Biyolojik sıralı bilgilerin özel transferleri
Ters transkripsiyon
Ters transkripsiyon, RNA'dan DNA'ya bilgi aktarımıdır (normal transkripsiyonun tersi). Bunun HIV gibi retrovirüsler durumunda olduğu kadar ökaryotlarda, retrotranspozonlar ve telomer sentezi durumunda meydana geldiği bilinmektedir. RNA'dan gelen genetik bilginin yeni DNA'ya kopyalandığı süreçtir. Bu sürece dahil olan enzim ailesine Ters Transkriptaz denir.
RNA replikasyonu
RNA replikasyonu, bir RNA'nın diğerine kopyalanmasıdır. Birçok virüs bu şekilde çoğalır. RNA'yı yeni RNA'ya kopyalayan enzimler RNA'ya bağımlı RNA polimerazlar olarak adlandırılırlar. Bu enzimler birçok ökaryotik hücrede de bulunur ve oralarda, çoğunlukla, RNA susturma işleminde görev alırlar.
Bir RNA dizisinin bir protein kompleksi ve bir "kılavuz RNA" tarafından değiştirildiği RNA düzenlemesi, RNA'dan RNA'ya transfer olarak da görülebilir.

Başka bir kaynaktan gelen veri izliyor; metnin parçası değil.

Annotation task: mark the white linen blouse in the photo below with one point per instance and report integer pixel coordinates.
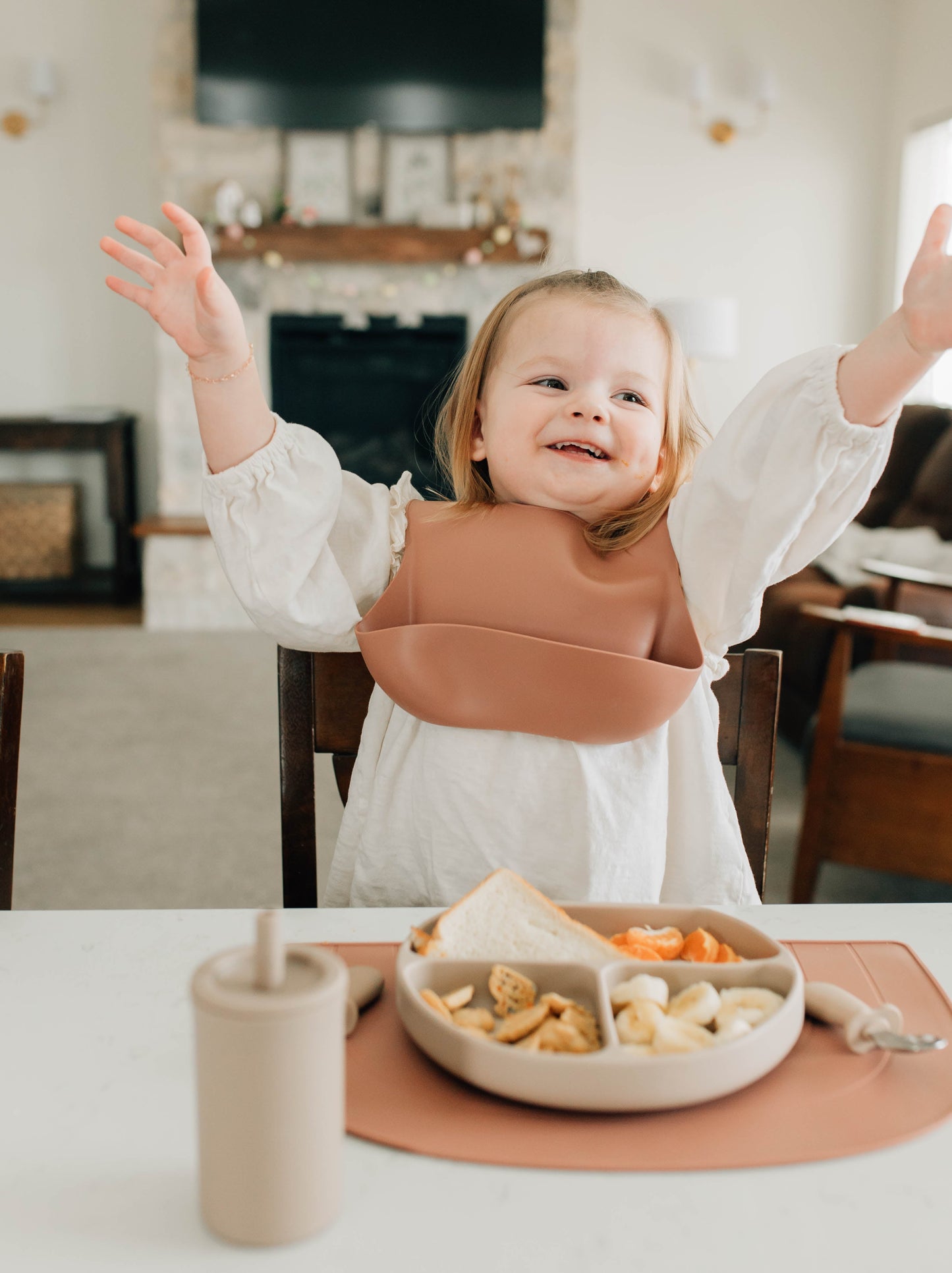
(432, 810)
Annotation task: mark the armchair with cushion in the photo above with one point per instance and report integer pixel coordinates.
(915, 489)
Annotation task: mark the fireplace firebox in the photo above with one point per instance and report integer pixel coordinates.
(373, 393)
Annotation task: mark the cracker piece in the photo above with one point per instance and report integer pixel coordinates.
(558, 1004)
(475, 1031)
(557, 1035)
(583, 1021)
(480, 1019)
(459, 998)
(517, 1025)
(511, 990)
(434, 1001)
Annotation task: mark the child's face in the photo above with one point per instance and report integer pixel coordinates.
(574, 372)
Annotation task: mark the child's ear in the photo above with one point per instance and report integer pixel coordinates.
(478, 446)
(658, 472)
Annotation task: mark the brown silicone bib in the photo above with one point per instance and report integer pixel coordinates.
(505, 619)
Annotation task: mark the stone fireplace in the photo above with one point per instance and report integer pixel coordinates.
(358, 351)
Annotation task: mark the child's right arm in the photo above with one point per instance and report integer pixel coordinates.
(306, 545)
(194, 306)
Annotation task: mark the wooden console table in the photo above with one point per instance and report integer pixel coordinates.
(113, 438)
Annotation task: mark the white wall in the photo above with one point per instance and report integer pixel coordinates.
(923, 92)
(65, 339)
(791, 222)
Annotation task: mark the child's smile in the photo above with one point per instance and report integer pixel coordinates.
(572, 414)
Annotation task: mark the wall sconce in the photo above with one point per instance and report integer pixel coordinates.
(42, 90)
(726, 130)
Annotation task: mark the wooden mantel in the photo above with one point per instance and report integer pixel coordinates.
(393, 244)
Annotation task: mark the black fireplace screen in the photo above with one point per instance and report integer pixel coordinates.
(372, 393)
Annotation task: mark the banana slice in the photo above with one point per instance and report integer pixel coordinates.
(751, 1004)
(699, 1004)
(638, 1021)
(735, 1028)
(642, 987)
(675, 1034)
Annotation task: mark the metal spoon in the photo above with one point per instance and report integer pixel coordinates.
(864, 1028)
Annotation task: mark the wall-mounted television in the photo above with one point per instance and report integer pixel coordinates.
(406, 65)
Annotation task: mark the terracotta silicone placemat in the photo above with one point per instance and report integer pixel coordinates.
(822, 1102)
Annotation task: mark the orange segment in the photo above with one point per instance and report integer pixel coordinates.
(700, 948)
(638, 951)
(666, 941)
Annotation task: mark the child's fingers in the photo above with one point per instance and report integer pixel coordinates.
(937, 231)
(143, 265)
(129, 291)
(196, 243)
(158, 243)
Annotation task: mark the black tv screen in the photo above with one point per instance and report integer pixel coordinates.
(408, 65)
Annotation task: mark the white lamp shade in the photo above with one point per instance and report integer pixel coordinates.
(42, 79)
(708, 326)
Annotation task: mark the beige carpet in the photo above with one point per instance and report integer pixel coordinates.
(149, 778)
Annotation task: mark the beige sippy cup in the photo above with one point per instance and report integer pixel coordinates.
(269, 1034)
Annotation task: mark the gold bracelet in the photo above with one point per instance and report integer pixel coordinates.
(217, 380)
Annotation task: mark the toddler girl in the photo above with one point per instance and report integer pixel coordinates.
(573, 396)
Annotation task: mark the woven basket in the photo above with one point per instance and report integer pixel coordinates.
(38, 530)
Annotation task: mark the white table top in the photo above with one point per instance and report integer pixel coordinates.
(98, 1148)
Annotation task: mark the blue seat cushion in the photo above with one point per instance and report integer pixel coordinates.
(895, 704)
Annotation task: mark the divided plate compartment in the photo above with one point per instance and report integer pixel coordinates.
(614, 1079)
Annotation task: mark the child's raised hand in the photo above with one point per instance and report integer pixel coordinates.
(927, 295)
(186, 298)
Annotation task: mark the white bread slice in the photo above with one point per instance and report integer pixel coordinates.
(505, 918)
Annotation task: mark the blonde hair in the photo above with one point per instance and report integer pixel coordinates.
(684, 433)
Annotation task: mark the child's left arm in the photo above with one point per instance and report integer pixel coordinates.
(876, 376)
(796, 461)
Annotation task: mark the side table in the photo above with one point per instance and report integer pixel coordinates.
(113, 438)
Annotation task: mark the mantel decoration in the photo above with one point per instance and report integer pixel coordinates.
(317, 177)
(467, 231)
(763, 91)
(415, 177)
(42, 87)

DNA'dan proteine doğrudan çeviri
DNA'dan proteine doğrudan translasyon, hücre içermeyen bir sistemde (yani bir test tüpünde), ribozomlar içeren ancak sağlam hücreler içermeyen E. coli özütleri kullanılarak gösterilmiştir. Bu hücre fragmanları, diğer organizmalardan (örneğin, fare veya kurbağa) izole edilen tek sarmallı DNA şablonlarından proteinleri sentezleyebilmektedir ve neomisin'in bu etkiyi arttırdığı bulunmuştur. Bununla birlikte, bu çeviri mekanizmasının özellikle genetik koda karşılık gelip gelmediği açık değildir.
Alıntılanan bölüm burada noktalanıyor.